SNAP benefits are based on the outdated Thrifty Food Plan (TFP), developed by the U.S. Department of Agriculture (USDA). The cost of the TFP is supposed to represent the minimal amount of money needed to purchase a nutritious diet, but it has been fixed since the 1970s and adjusted only for inflation. Because the TFP has not kept up with changes in the most recent dietary recommendations and the economic realities most households face when trying to buy and prepare healthy food, it has resulted in SNAP benefits that are too low for households to afford a nutritious diet throughout the month. Before the pandemic, SNAP benefits averaged less than $1.40 per person per meal.

The bipartisan 2018 farm bill directed USDA to reevaluate the TFP to better reflect the modern cost of a healthy diet by 2022. President Biden, in one of his first executive actions, asked USDA to expeditiously complete this scientific, evidence-based analysis. The TFP is generated by a data-intensive mathematical technique that uses validated data and scientific evidence on food prices, nutritional requirements, dietary guidelines, and typical food consumption patterns. While the results of USDA’s review are not yet available, our assessment of research from roughly the last decade strongly suggests that SNAP benefits fall short of what many participants need and that raising benefit levels would promote food security, child health, and racial equity.

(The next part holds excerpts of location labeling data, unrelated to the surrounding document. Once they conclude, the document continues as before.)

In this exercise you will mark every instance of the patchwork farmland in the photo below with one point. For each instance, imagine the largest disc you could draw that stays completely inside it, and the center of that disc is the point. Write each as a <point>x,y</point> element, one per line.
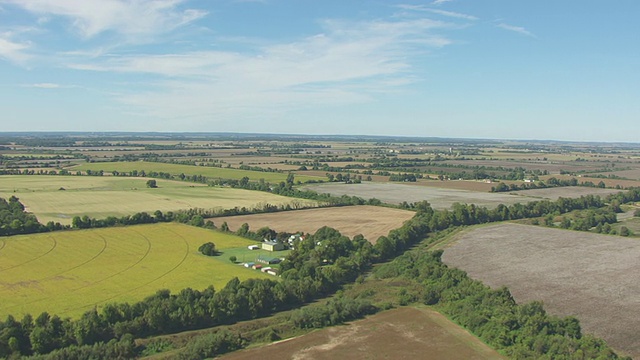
<point>67,273</point>
<point>404,333</point>
<point>439,198</point>
<point>60,198</point>
<point>188,170</point>
<point>590,276</point>
<point>370,221</point>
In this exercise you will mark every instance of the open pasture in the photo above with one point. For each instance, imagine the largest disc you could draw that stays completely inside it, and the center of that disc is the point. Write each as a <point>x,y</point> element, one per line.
<point>370,221</point>
<point>102,196</point>
<point>404,333</point>
<point>609,183</point>
<point>70,272</point>
<point>439,198</point>
<point>627,174</point>
<point>591,276</point>
<point>189,170</point>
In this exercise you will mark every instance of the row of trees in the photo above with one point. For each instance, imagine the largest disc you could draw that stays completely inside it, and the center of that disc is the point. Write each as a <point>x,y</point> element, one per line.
<point>551,182</point>
<point>15,220</point>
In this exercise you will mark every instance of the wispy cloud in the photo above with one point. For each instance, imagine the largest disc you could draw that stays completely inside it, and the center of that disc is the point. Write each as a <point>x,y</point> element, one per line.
<point>348,62</point>
<point>46,86</point>
<point>517,29</point>
<point>132,18</point>
<point>13,51</point>
<point>438,11</point>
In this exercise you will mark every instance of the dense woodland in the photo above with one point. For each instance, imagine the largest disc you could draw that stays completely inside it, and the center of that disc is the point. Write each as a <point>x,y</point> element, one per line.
<point>15,220</point>
<point>319,266</point>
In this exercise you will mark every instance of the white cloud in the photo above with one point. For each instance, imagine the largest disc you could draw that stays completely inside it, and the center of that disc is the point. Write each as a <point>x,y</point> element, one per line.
<point>517,29</point>
<point>13,51</point>
<point>45,86</point>
<point>348,62</point>
<point>132,18</point>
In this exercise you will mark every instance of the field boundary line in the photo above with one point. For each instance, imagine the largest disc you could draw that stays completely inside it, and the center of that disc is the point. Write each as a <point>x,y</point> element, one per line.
<point>55,244</point>
<point>84,263</point>
<point>184,258</point>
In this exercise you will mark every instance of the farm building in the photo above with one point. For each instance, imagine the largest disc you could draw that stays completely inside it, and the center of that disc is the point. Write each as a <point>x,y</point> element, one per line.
<point>272,246</point>
<point>273,272</point>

Outdated Thrifty Food Plan Leads to SNAP Benefits That Fall Short for Many

The TFP’s cost has been fixed since the 1970s because of administrative decisions to allow its cost to rise only by inflation, even as dietary guidelines, consumption patterns, and the constraints of many time-strapped working families changed (some women of color and low-income working families have always faced such time constraints). As a result, the TFP has grown increasingly unrealistic over the course of nearly 50 years. In revising the TFP since the 1970s the USDA has been answering the question, “Is it theoretically possible to purchase a nutritious diet on the existing TFP amount?”, not the question, “How much does a modern healthy diet, with foods that most people eat, cost?” To stay within the same cost over the years, the TFP has relied on a narrow range of less expensive foods, has assumed that families can spend a considerable amount of time preparing meals mostly from scratch, and has not accounted for varying family types and dietary needs. As a result, many families run out of SNAP benefits before the end of the month and struggle to put together adequate meals.

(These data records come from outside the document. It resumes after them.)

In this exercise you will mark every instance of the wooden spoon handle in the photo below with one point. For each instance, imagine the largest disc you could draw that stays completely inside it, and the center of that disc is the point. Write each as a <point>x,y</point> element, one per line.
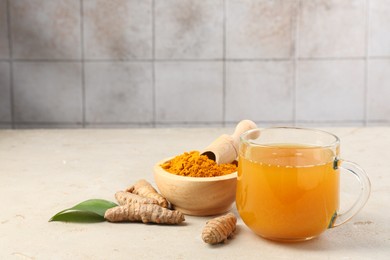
<point>225,148</point>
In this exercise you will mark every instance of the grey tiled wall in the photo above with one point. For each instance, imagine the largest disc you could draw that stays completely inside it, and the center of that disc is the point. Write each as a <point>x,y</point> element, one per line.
<point>156,63</point>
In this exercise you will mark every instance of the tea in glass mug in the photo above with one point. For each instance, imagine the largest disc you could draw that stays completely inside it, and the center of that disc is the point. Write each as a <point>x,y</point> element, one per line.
<point>288,183</point>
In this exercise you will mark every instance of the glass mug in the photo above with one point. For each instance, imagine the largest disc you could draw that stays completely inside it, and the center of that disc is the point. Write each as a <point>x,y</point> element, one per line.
<point>288,183</point>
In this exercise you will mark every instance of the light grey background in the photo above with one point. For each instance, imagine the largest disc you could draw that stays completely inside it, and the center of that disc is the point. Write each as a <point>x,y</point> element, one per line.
<point>158,63</point>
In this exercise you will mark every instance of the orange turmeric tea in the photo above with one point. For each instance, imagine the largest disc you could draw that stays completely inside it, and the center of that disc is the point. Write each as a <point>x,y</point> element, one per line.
<point>287,191</point>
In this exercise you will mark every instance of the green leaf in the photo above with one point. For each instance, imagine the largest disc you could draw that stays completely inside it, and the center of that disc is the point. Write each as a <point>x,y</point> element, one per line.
<point>88,211</point>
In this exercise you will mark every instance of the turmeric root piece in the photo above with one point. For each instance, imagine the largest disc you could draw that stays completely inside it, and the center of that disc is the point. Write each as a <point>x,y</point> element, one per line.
<point>219,229</point>
<point>124,198</point>
<point>146,213</point>
<point>145,189</point>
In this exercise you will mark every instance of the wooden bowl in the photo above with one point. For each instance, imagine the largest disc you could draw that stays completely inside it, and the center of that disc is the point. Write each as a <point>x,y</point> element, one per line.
<point>197,196</point>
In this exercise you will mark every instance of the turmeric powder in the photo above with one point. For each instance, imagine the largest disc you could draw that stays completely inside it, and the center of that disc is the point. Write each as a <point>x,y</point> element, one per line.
<point>193,164</point>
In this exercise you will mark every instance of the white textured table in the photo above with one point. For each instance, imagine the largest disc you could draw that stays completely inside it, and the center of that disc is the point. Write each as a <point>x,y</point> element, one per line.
<point>45,171</point>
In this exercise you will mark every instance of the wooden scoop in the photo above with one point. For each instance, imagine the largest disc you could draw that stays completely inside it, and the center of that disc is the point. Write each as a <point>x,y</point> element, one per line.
<point>225,148</point>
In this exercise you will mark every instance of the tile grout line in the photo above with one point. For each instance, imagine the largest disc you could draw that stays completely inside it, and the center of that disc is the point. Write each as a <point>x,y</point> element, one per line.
<point>295,35</point>
<point>202,60</point>
<point>83,87</point>
<point>366,61</point>
<point>154,106</point>
<point>224,64</point>
<point>11,65</point>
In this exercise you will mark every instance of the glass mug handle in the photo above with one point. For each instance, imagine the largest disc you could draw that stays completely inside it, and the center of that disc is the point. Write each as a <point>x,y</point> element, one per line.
<point>365,188</point>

  • The restrictive cost constraint and other factors result in TFP market baskets that do not reflect the foods most people consume, including low-income consumers. Held to a very low cost constraint while still trying to meet nutrient standards and other dietary requirements, the TFP relies on a narrow range of foods that do not reflect the variety of healthy foods that science-based dietary guidelines recommend or what most households would find a reasonable variety of foods to eat each month. As a result, the TFP market baskets deviate, sometimes dramatically, from the consumption patterns that people might reasonably be expected to follow. For example, the TFP market basket representing the weekly food purchases of the SNAP reference family of four includes 40 pounds of lower-fat and skim milk and yogurt (equal to about 4.5 gallons of milk or 20 32-ounce tubs of yogurt — a very large amount for four people to eat in a week) and nearly 5 pounds of legumes (beans) but only 0.13 pounds of cheese (amounting to about two to three slices of cheese) and less than a pound of egg and egg mixtures (amounting to about seven large eggs) for the entire family.[2]
  • The TFP assumes consumers will have far more time to prepare meals than most households spend on food preparation, resulting in a plan that depends heavily on foods that take more time to prepare and not enough on healthy foods that reduce preparation time. Cost and lack of time were the most common barriers to eating a healthy diet that SNAP participants identified in a recent study.[3] Given the increase in women’s labor force participation since the 1970s, and with many parents working multiple jobs, families often have limited time for food preparation. (Also, the extent of work, particularly among women of color, was not sufficiently recognized when the TFP was first established.) Yet the TFP assumes SNAP participants will rely heavily on meals prepared mostly from scratch, with limited use of more convenient and time-saving grocery items, such as peeled and pre-sliced vegetables or ready-to-cook cuts of skinless and boneless meat.[4]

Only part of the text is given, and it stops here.